10 Phrases you should incorporate into your vocabulary


I am proud of your effort.

Show kids that it is not necessary to focus only on the outcomes, the efforts are also important. By saying this, you recognize the journey to the result and value their hard work.

You are a good kid having a hard time. I am here for you. 

Children want to make sure they are worthy of our love. And more importantly, our unconditional love. Even when they make mistakes or behave in a way that we do not accept. That’s when they feel safe and comfortable and that is the environment they need to develop most efficiently. So use this phrase instead of something like “You should be ashamed of yourself”. 

Firstly, children do not understand the concept of shame, it is a learned emotion. Next, they start to associate their mistakes (an integral part of brain development, mind you) with something horrible. 

You can always ask for help

It is a great possibility to improve your little one’s problem-solving skills. This way, you show them that it is OK to seek assistance when it is needed. 
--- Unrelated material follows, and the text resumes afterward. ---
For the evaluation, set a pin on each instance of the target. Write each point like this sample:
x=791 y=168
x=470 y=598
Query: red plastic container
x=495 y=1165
It sounds like something doesn’t feel good to you

This is a great phrase to tell a child that is upset. Please, do not try to shush negative emotions and move them along to the next positive emotion. Give them time to process what’s wrong, help them to understand their feelings, and learn to cope with them. So stop saying “You’re fine” when your kid is 100% not fine, do not confuse them.

I see what you want. At the same time…

Use it when you see a need to say “Do it because I said so”. It is not a valid reason for a child to do something and in addition, thus we show them that they have to suppress their wants and desires and lessen their boundaries. 
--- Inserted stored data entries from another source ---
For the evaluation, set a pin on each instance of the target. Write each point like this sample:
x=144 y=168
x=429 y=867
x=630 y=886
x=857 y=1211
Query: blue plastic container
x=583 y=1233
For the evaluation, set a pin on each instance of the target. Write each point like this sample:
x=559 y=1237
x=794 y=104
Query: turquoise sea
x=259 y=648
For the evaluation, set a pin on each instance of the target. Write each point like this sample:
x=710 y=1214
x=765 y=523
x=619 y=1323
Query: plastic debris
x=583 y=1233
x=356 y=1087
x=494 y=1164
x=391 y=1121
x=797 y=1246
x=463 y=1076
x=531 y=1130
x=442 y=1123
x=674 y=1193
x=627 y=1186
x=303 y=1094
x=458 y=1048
A family sit on a couch, sharing joyful moments

Image Credit: Depositphotos


Let’s see if we can make something good out of it

There are plenty of situations that are depressing for our kids, even if we do not count them as such. This phrase helps them to manage their disappointment and rescue them from feeling bad. Yes, it can be difficult (who can handle the despair of the canceled playdate?), however, be persistent and search for positive solutions together. For example, you can stay at home and bake something delicious or play games, organize a family movie night, and so on. 

You get better every single day

Why is this phrase great? Firstly, you don't compare your children to someone else, you compare them to them yesterday. And, they learn that there is always a possibility to grow, to improve and become better selves. 

Would you like a do-over?

This is a great phrase when you want to let them know that their behavior is unacceptable, however, you want to avoid scolding them. It works great in several ways:

  • It works well in both house and public places
  • You and your kid work together to reenact the moment - it is you as a team against the bad situation, and not you against your child

I love spending time with you

Show them your love and support. This phrase is a perfect tool for building strong emotional bonds.

My day is incomplete without your hug!

And add a bear hug! Sometimes such actions speak louder than words. And your kids will feel that they are loved, guaranteed.


None of us, parents, are perfect. We yell, we are anxious, sometimes do not pay attention, or scold children who are sad and sorry already. However, it is in our power to be better and make our communication with children more positive.

Try using these phrases and you will see the difference (we tried and it works!). And what are your favorite words for your little ones?